March 2, 2026

Renewed conflict in the Middle East is already having knock on effects for the global economy, and UK business owners are likely to feel the impact through higher costs and increased uncertainty rather than direct disruption.

The most immediate pressure point is energy. The Middle East remains a critical region for global oil and gas supply, and any escalation tends to push wholesale prices higher. Even short term market reactions usually feed through to UK petrol and diesel prices, and to business energy bills over time. For firms with transport heavy operations or energy intensive processes, this can quickly squeeze margins.

Higher energy costs also ripple through supply chains. Increased fuel prices raise the cost of moving goods, both domestically and internationally. Where shipping routes are disrupted or rerouted, freight costs rise further and delivery times lengthen. For import reliant businesses, particularly retailers and manufacturers, this can affect both pricing and stock availability.
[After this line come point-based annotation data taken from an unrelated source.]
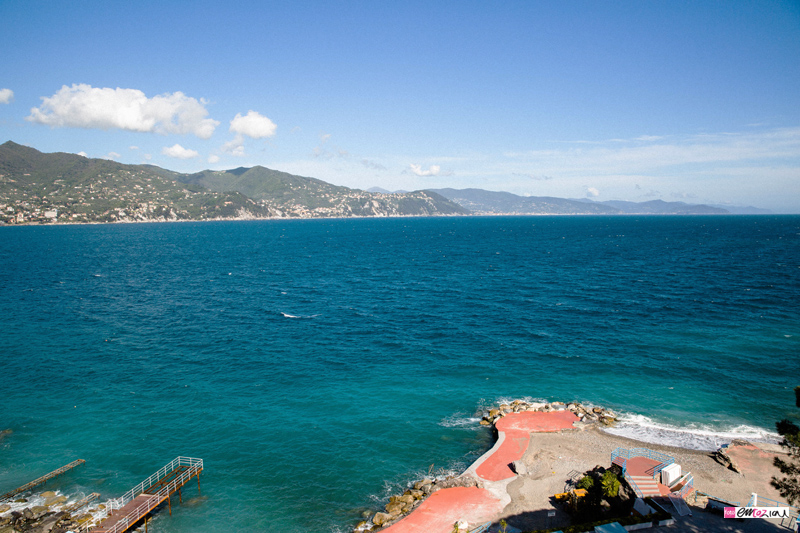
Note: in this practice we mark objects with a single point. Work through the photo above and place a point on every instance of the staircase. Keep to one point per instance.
(644, 486)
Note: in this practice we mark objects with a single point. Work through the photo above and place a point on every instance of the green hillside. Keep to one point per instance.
(60, 187)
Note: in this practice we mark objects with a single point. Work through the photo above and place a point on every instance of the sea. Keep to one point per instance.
(318, 366)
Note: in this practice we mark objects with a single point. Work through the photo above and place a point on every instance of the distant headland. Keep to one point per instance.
(39, 188)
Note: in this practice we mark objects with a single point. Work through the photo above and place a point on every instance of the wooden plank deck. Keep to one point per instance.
(132, 512)
(140, 501)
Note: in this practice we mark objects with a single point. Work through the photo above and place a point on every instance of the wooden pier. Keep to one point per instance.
(42, 480)
(138, 502)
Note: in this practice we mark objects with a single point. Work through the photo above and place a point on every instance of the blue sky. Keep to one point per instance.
(692, 101)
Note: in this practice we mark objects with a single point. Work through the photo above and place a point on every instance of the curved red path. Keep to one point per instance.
(517, 428)
(444, 508)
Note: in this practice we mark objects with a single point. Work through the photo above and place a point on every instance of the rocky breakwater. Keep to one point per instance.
(588, 415)
(51, 515)
(402, 504)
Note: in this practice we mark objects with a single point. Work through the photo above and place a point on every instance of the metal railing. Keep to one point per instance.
(760, 501)
(687, 488)
(194, 465)
(632, 483)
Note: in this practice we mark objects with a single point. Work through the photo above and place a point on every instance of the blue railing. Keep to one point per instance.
(632, 483)
(630, 453)
(687, 488)
(761, 501)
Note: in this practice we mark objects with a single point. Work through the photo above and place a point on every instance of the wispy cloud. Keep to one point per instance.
(179, 152)
(658, 153)
(84, 106)
(433, 170)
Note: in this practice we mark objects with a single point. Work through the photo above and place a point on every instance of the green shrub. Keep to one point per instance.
(610, 484)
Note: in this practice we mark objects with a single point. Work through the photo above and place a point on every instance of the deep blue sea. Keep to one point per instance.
(318, 365)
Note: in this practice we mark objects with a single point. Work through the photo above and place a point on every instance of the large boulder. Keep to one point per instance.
(381, 518)
(419, 484)
(394, 508)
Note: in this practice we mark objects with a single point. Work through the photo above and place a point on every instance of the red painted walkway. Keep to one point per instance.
(444, 508)
(517, 428)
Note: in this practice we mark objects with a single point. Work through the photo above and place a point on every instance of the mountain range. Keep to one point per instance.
(36, 187)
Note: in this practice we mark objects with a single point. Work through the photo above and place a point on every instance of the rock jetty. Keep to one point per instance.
(49, 517)
(586, 414)
(402, 504)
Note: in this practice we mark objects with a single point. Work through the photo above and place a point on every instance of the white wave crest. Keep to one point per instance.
(460, 421)
(692, 436)
(287, 315)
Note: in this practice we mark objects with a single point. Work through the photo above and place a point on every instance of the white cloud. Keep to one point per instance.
(235, 146)
(84, 106)
(179, 152)
(433, 170)
(253, 125)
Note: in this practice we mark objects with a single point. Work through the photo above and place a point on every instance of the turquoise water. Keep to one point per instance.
(318, 365)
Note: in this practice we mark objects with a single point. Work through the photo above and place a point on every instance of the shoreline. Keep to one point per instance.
(550, 456)
(444, 215)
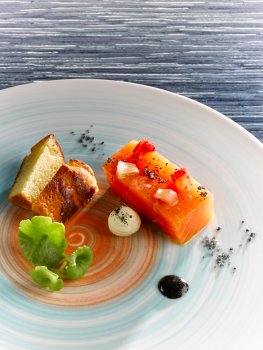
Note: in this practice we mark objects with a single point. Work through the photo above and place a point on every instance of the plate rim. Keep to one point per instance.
(216, 114)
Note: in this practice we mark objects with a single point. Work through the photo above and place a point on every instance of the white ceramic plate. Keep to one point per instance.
(118, 306)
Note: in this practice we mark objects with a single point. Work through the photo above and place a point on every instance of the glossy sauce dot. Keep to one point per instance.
(173, 286)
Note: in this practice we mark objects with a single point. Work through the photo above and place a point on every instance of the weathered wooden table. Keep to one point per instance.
(209, 50)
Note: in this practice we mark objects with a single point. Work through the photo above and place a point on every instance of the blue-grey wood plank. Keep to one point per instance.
(211, 51)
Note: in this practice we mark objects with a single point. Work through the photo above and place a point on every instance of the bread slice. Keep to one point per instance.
(71, 188)
(36, 170)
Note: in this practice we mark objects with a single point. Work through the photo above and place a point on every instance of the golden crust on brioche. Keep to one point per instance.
(36, 170)
(71, 188)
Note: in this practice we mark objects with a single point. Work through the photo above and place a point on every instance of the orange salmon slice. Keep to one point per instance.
(194, 208)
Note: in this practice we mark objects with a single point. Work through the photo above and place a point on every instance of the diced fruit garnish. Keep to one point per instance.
(167, 196)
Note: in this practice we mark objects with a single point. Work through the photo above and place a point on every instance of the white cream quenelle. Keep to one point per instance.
(124, 221)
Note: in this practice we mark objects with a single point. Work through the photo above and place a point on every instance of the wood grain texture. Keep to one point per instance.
(209, 50)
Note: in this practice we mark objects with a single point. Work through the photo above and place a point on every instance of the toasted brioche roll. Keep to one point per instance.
(36, 170)
(70, 189)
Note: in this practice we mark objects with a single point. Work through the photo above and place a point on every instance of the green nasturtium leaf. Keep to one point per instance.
(46, 278)
(42, 241)
(79, 262)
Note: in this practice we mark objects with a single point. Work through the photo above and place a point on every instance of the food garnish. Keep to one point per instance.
(124, 221)
(43, 243)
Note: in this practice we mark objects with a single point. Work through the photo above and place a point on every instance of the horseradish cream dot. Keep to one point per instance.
(124, 221)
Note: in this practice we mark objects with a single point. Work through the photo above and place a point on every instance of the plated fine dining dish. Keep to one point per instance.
(118, 303)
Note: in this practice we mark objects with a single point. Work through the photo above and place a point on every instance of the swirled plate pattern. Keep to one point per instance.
(117, 304)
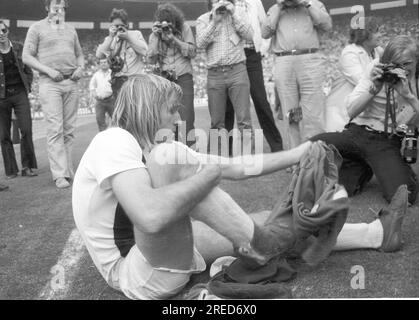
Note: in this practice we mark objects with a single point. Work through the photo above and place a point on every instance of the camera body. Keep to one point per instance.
(221, 10)
(410, 134)
(164, 26)
(121, 29)
(169, 75)
(388, 76)
(116, 63)
(290, 3)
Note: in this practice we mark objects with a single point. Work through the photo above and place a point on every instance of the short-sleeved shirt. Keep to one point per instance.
(11, 71)
(103, 224)
(55, 48)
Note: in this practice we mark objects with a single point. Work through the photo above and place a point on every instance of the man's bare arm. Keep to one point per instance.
(151, 210)
(251, 166)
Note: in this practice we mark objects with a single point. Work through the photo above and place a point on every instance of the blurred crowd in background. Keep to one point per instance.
(406, 22)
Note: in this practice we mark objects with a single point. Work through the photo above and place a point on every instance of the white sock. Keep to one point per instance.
(360, 236)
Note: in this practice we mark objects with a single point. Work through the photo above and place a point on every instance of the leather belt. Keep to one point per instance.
(13, 90)
(226, 67)
(296, 52)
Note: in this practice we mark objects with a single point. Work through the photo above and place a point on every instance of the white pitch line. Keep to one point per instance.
(62, 274)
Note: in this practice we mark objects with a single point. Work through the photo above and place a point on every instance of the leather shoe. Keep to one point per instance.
(392, 218)
(62, 183)
(267, 244)
(27, 172)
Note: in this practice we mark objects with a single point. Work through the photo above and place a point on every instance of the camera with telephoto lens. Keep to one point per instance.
(221, 10)
(165, 26)
(410, 134)
(295, 115)
(169, 75)
(116, 63)
(388, 76)
(121, 29)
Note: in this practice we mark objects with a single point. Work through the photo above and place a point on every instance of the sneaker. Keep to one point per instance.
(62, 183)
(392, 218)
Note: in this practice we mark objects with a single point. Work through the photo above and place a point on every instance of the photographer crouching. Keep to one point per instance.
(381, 108)
(171, 48)
(123, 48)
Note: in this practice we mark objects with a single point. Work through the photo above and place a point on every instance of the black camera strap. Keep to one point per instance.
(390, 110)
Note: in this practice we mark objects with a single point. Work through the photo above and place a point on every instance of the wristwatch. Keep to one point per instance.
(373, 89)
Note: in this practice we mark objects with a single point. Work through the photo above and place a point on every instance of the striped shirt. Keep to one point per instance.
(223, 42)
(57, 49)
(295, 27)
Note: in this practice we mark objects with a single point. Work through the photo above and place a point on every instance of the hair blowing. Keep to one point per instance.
(139, 104)
(397, 47)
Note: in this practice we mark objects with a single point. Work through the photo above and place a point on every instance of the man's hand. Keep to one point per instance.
(167, 36)
(123, 35)
(230, 7)
(280, 3)
(112, 31)
(302, 3)
(218, 17)
(77, 74)
(55, 75)
(156, 29)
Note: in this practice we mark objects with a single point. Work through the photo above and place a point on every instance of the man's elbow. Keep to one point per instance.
(155, 221)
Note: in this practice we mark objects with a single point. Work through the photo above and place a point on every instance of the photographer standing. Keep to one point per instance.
(294, 26)
(100, 89)
(255, 13)
(124, 49)
(222, 32)
(370, 143)
(15, 85)
(171, 47)
(52, 47)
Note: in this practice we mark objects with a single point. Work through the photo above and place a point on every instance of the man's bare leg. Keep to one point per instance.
(173, 247)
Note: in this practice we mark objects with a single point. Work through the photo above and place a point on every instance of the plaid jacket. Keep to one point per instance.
(25, 72)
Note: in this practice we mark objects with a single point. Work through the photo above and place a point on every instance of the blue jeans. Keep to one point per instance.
(101, 108)
(60, 101)
(187, 112)
(232, 82)
(366, 153)
(298, 80)
(260, 101)
(20, 104)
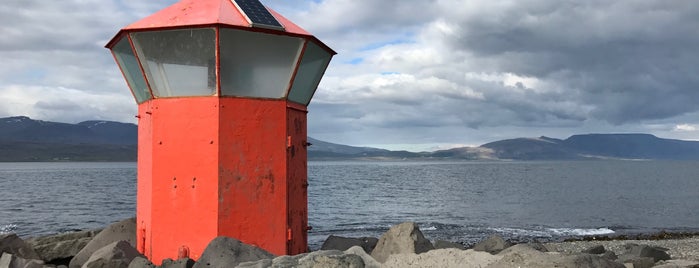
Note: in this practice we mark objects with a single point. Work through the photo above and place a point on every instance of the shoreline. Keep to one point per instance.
(402, 245)
(679, 248)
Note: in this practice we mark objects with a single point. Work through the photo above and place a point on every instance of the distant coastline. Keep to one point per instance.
(23, 139)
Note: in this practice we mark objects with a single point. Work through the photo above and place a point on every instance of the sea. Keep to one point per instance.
(458, 201)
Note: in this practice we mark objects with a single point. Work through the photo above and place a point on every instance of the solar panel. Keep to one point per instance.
(257, 14)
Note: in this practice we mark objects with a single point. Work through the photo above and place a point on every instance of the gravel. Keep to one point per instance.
(679, 249)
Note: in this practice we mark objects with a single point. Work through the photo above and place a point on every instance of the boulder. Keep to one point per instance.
(317, 259)
(225, 252)
(181, 263)
(635, 251)
(524, 256)
(447, 258)
(439, 244)
(60, 248)
(115, 255)
(538, 246)
(677, 264)
(493, 244)
(12, 244)
(320, 259)
(120, 231)
(599, 249)
(8, 260)
(344, 243)
(141, 262)
(638, 262)
(369, 262)
(402, 238)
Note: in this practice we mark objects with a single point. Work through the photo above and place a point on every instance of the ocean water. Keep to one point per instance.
(457, 201)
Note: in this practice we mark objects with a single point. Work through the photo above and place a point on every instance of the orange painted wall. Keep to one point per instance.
(211, 166)
(297, 182)
(253, 172)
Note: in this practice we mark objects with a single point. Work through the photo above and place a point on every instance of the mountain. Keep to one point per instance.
(595, 146)
(25, 139)
(320, 150)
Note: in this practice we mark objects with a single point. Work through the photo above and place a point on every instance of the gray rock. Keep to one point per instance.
(120, 231)
(442, 258)
(402, 238)
(225, 252)
(439, 244)
(493, 244)
(369, 262)
(638, 262)
(115, 255)
(609, 255)
(141, 262)
(599, 249)
(344, 243)
(181, 263)
(256, 264)
(538, 246)
(677, 264)
(8, 260)
(12, 244)
(61, 246)
(320, 259)
(634, 250)
(524, 256)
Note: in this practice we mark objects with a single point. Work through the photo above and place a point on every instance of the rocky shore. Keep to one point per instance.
(402, 246)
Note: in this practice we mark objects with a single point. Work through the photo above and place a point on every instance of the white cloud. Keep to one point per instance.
(408, 72)
(686, 127)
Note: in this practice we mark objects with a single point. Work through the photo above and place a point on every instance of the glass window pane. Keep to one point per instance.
(255, 64)
(132, 72)
(313, 64)
(178, 62)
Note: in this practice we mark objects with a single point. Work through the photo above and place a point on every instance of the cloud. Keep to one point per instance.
(433, 72)
(686, 127)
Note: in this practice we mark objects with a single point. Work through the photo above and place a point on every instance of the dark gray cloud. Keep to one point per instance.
(427, 73)
(629, 60)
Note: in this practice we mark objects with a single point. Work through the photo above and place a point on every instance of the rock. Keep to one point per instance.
(599, 249)
(633, 251)
(256, 264)
(538, 246)
(369, 262)
(12, 244)
(120, 231)
(60, 248)
(402, 238)
(677, 264)
(115, 255)
(492, 244)
(8, 260)
(318, 259)
(524, 256)
(225, 252)
(141, 262)
(638, 262)
(609, 255)
(448, 257)
(181, 263)
(344, 243)
(439, 244)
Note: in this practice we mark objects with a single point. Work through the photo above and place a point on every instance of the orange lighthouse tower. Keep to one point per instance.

These pressures feed into the wider cost of living picture. As households face higher fuel and utility costs, discretionary spending often weakens. Hospitality, leisure and non-essential retail tend to feel this first, as consumers become more cautious. Even businesses that are not directly exposed to energy markets can be affected through softer demand.

There is also a broader inflationary risk. If higher energy and transport costs persist, overall inflation may remain elevated for longer. This increases the chance that interest rates stay higher than previously expected, affecting borrowing costs, investment decisions and property markets.

For UK business owners, the key response is planning rather than panic. Reviewing energy usage, stress testing cash flow, and building flexibility into pricing and supplier arrangements can help manage a period of heightened volatility.